2011 is drawing to a close and if you’re like one of the 150 million Americans you are in debt. If you don’t want 2012 to be a repeat of this year you’ll need to make a plan to get out of debt in 2012. It takes more than just making a New Year’s resolution to reduce your debt. You’ll need a plan and you’ll need to stick to it. Here’s a blueprint you can use to make 2012 a debt free year.
Add it up
Have you actually added up all your debt yet? A lot of people don’t even know how much they really owe. The just keep making payments every month until they run out of money and then let the bills they can’t pay roll over to the next month. The problem is, they never make up the deficit. In fact, it just keeps getting bigger every month as late charges are tacked on by the creditors.
Add up all your debts. Make a list of who you owe, how much you owe, how much your monthly payments are and the interest rate. Reality hurts but you need to know what you’re up against.
Keep an eye on your spending habits. The average American spends approximately $400 a month more than they bring home in their paycheck and most don’t even realize it.
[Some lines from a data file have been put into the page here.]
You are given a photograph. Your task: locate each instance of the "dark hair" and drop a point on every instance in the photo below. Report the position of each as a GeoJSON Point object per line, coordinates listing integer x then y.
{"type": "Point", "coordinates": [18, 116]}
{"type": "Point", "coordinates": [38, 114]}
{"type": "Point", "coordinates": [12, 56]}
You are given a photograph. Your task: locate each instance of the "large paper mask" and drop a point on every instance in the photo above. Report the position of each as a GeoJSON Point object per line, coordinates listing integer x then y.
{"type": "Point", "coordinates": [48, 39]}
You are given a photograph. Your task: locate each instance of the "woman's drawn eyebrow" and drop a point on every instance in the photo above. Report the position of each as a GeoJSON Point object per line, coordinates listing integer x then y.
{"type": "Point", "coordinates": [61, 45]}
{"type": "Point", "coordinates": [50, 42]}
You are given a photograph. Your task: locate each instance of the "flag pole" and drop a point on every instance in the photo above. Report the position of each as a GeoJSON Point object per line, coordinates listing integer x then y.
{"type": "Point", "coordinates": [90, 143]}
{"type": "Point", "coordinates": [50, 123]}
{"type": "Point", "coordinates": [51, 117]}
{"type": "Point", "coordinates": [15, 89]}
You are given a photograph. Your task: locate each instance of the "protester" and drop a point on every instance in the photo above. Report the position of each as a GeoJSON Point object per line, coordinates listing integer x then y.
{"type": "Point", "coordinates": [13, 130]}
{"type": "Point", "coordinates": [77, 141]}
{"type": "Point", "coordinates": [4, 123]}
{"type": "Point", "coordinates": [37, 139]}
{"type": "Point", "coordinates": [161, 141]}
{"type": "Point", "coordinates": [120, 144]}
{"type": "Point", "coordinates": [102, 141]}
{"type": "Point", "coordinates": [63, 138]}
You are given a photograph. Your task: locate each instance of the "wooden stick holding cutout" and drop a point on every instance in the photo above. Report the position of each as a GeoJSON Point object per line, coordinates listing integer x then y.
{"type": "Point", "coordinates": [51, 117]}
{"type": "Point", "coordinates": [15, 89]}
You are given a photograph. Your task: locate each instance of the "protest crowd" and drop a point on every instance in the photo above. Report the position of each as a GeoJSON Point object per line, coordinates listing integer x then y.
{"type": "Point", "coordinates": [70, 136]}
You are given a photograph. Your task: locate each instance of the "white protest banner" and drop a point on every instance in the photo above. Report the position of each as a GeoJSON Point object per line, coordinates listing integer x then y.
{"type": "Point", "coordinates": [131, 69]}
Track every single cent you spend for an entire month. Little things – that designer cup of coffee every morning, fresh doughnuts on the weekends, dinners out, the shoe sale at DSW – really add up and if you’re serious about reducing your debt then every penny counts.
To seriously attack your debt you will need to make some spending cuts. Yes, it’s going to hurt. But only for a little while. After one or two months you’re going to be able to see that mountain of debt start to shrink. And you won’t believe it right now, but when that starts to happen you’re going to be more more motivated than ever before.
Reorganize your debt
Some of your debt can be reorganized. For example, maybe you can use a lower interest rate credit card to pay off one of you higher interest rate loans. If you contact the credit card companies you may be able to get them to lower your interest rate as well. If you go a step further and talk to a credit counseling service they may be able to reorganize your debt into a single monthly payment at a much lower interest rate.
Making a commitment to reduce your debt in 2012 isn’t going to be easy and, in the beginning, you’re going to have to force yourself to stay motivated. Don’t reward yourself with something that’s going to cost you more money. That money could be better spent getting rid of a bill or two.
Instead, make a chart or a big calendar that you can hang on the wall and start tracking your debt. It won’t be long before you see it start to drop and that’s going to be all the motivation you need to keep going.